We note the “thousands of nodes” phrase with interest.

Where we’re at

We think Ocient is developing its software in conjunction with large potential customers. It has 16 people across two advisory boards — a relatively large number in our view — and we think these may be being used to help pull in test customers as well as to offer advice.

The company has a VP Of Global Sales and Marketing, Kumar Abhijeet, and a COO, Bill McCarthy. These two positions inform us that it is talking to potential customers and taking in money, or very close to being ready to do so.

We believe it has a capable and benchmarked prototype system, and is building a v1.0 product.
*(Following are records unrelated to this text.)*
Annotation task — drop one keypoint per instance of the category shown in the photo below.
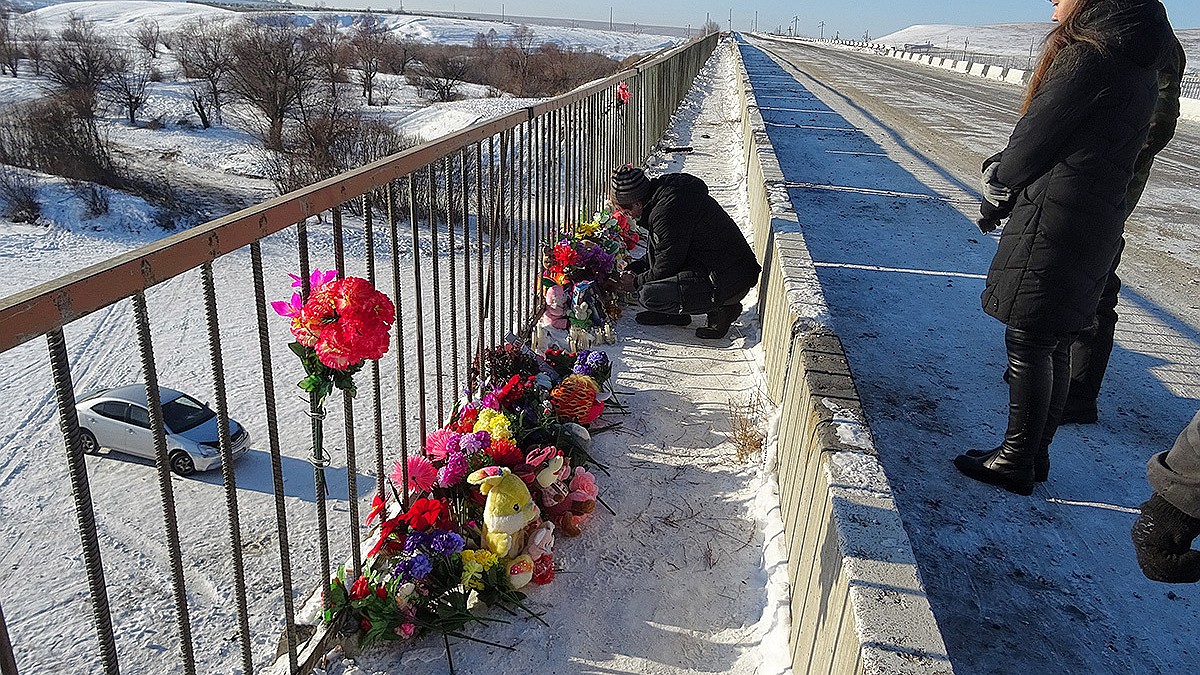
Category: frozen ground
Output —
(1011, 40)
(882, 159)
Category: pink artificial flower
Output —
(421, 473)
(623, 94)
(289, 309)
(441, 443)
(316, 280)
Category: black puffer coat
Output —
(1068, 163)
(690, 232)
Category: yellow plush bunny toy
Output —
(508, 511)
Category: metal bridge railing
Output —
(451, 230)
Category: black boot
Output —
(1041, 463)
(660, 318)
(719, 322)
(1038, 368)
(1007, 467)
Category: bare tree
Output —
(10, 42)
(204, 49)
(441, 75)
(148, 36)
(273, 72)
(78, 65)
(127, 87)
(35, 41)
(371, 43)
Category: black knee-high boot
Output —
(1031, 396)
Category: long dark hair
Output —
(1071, 30)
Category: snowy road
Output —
(882, 157)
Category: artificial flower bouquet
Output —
(492, 490)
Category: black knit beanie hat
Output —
(629, 185)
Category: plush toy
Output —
(551, 475)
(508, 511)
(579, 338)
(540, 542)
(539, 340)
(571, 513)
(555, 315)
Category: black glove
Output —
(1162, 537)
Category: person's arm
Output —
(1162, 124)
(671, 223)
(1069, 91)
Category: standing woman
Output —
(1062, 181)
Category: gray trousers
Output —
(1175, 475)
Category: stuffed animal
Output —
(555, 315)
(571, 513)
(508, 511)
(579, 338)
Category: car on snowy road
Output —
(119, 419)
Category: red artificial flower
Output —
(377, 506)
(347, 322)
(505, 453)
(544, 569)
(423, 514)
(467, 420)
(385, 536)
(360, 589)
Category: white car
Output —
(120, 420)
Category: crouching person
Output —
(697, 260)
(1170, 520)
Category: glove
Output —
(987, 225)
(994, 192)
(1162, 537)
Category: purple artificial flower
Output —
(455, 470)
(475, 442)
(413, 568)
(447, 543)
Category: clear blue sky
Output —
(847, 17)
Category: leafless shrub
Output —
(18, 191)
(148, 36)
(49, 136)
(273, 72)
(204, 48)
(127, 87)
(79, 64)
(745, 434)
(95, 199)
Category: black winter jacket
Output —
(690, 232)
(1068, 163)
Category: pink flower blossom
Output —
(421, 473)
(623, 94)
(441, 443)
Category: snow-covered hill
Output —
(125, 15)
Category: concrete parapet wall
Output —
(857, 599)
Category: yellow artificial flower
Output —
(495, 423)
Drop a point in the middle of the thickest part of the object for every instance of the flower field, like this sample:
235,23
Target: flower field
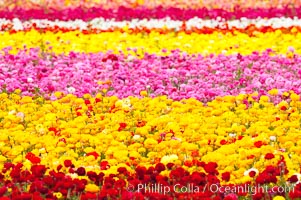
151,100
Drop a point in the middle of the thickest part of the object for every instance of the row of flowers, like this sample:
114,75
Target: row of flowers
193,4
122,13
153,42
68,182
195,24
178,75
232,139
Once that is built and proved to deliver the claimed goods, then it will unlock C-round funding, in the 2022/23 timeframe, and a big go-to-market push.

Ocient could be a huge success if: its scalability to exabyte-size datasets is real and unique; its performance advantage over Oracle, Snowflake, etc., is real; and there are sufficient customers who want to analyse exabyte-sized relational databases. Gladwin has a great track record, with CleverSafe. Watch this Ocient space to see if he can do it again.